Local home sales are holding steady, Hanna says
By Don Shilling
A real estate executive expects prices for local home sales to increase slightly this year.
YOUNGSTOWN — The chairman of Howard Hanna Real Estate Services expects a solid year for local home sales and warns against focusing too much on national trends.
Howard “Hoddy” Hanna said Tuesday that he expects home sales in the Mahoning Valley to fall about 2 percent this year but the average selling price to increase by about 1 percent to 3 percent.
Both numbers would be an improvement over 2007. Last year, home sales in Mahoning, Trumbull and Columbiana counties dropped 8 percent to 4,817 and the average selling price fell 7 percent to $93,465, the Pittsburgh-based real estate company reported.
Hanna provided an overview of the real estate market for about 50 company agents at Youngstown State University. He congratulated them on their year so far, saying Howard Hanna’s sales in the Mahoning Valley are up 9 percent this year, compared with last year’s pace.
He encouraged agents to think local, especially amid the national news stories about overpriced homes and the collapse of the subprime lending market. He compared such stories to coverage of the national weather.
“It doesn’t make any difference to you what the national average temperature is, and it’s the same with real estate,” he said.
Locally, the real estate market has not experienced the surge and crash that markets on the East and West coasts have, he said. Houses in some parts of the country became too expensive for people to afford so the prices have fallen between 15 percent and 20 percent annually in the past two years, he said.

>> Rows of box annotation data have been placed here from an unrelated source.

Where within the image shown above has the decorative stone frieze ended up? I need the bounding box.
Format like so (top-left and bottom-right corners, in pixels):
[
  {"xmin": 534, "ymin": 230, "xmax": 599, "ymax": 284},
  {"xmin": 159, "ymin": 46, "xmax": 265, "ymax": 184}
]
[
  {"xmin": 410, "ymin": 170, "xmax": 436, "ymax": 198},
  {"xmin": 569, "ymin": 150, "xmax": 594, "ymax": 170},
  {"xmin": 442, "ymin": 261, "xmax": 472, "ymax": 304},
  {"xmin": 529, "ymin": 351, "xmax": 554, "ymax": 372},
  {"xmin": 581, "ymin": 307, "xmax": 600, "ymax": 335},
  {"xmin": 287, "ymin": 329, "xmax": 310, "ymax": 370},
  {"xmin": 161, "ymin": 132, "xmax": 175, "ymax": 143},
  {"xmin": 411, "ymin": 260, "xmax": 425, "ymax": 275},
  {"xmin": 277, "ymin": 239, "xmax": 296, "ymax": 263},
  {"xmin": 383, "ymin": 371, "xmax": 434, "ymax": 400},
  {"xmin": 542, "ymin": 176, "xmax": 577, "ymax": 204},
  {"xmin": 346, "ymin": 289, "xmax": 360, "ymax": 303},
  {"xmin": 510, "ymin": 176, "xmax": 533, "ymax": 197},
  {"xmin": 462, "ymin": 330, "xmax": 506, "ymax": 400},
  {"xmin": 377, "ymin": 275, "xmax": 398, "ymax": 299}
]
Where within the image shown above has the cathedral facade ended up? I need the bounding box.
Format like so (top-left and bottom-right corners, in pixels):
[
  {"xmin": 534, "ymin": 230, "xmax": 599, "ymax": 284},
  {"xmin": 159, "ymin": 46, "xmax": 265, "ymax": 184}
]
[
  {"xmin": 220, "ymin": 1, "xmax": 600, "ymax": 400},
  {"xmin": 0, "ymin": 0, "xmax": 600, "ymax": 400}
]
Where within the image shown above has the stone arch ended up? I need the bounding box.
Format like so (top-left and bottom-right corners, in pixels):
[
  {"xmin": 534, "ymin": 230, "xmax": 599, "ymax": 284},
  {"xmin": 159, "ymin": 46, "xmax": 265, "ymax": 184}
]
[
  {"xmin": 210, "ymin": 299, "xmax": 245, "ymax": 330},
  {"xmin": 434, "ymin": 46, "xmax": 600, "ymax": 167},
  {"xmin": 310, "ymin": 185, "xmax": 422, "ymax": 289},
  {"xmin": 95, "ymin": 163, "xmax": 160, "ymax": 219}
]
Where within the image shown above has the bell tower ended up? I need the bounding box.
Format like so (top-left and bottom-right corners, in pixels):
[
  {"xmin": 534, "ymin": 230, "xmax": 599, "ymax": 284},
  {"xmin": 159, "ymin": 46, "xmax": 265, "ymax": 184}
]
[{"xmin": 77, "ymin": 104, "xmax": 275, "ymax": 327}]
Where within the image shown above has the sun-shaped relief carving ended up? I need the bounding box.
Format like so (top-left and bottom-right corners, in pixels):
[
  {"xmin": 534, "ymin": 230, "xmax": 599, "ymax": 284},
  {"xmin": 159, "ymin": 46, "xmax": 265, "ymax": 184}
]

In the Mahoning Valley, he predicted the housing market will perform better this year than last year because fewer people will be scared away by the national news on credit markets. So much attention was focused on subprime lending last year that many potential buyers chose not to enter the market, he said.
Hanna assured agents there is plenty of money available for buyers who have good credit.
He also said he sees the local economy as being more stable this year and noted some manufacturers are earning large profits because they have increased exports as the value of the dollar has fallen.
He acknowledged one large factor is holding people back from buying a home: concern for their economic future. He said consumer confidence is at a 10-year low. A large number of potential first-time buyers are choosing to remain in apartments rather than buy a house because of this uncertainty, he said.
The company said its market share in the Mahoning Valley increased from 12.8 percent in 2006 to 15.1 percent last year. In its Ohio and Pennsylvania territory, the company said it had a 21 percent market share last year.